- Kurlar
- Coordinates: 39°24′13″N 47°26′51″E﻿ / ﻿39.40361°N 47.44750°E
- Country: Iran
- Province: Ardabil
- County: Ardabil
- District: Central
- Rural District: Aslan Duz-e Gharbi

Population (2016)
- • Total: 253
- Time zone: UTC+3:30 (IRST)

= Kurlar, Ardabil =

Village in Ardabil province, Iran

Kurlar (كورلار) (Note: Also romanized as Kūrlār) is a village in Aslan Duz-e Gharbi Rural District (Note: Formerly Aslan Duz Rural District) of the Central District in Aslan Duz County, Ardabil province, Iran.

==Demographics==
===Population===
At the time of the 2006 National Census, the village's population was 250 in 47 households, when it was in Aslan Duz Rural District (Note: Renamed Aslan Duz-e Gharbi Rural District) of the former Aslan Duz District in Parsabad County.
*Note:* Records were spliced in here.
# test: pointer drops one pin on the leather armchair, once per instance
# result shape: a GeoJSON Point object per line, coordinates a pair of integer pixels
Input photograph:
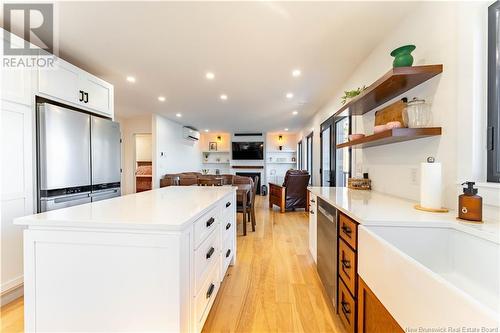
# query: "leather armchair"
{"type": "Point", "coordinates": [293, 193]}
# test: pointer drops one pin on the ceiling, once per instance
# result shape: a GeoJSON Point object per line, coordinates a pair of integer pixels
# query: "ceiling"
{"type": "Point", "coordinates": [251, 47]}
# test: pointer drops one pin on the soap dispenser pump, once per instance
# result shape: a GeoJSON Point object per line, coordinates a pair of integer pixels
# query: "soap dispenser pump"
{"type": "Point", "coordinates": [470, 205]}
The following census in 2011 counted 197 people in 55 households. The 2016 census measured the population of the village as 253 people in 96 households.

In 2019, the district was separated from the county in the establishment of Aslan Duz County. The rural district was transferred to the new Central District and renamed Aslan Duz-e Gharbi Rural District.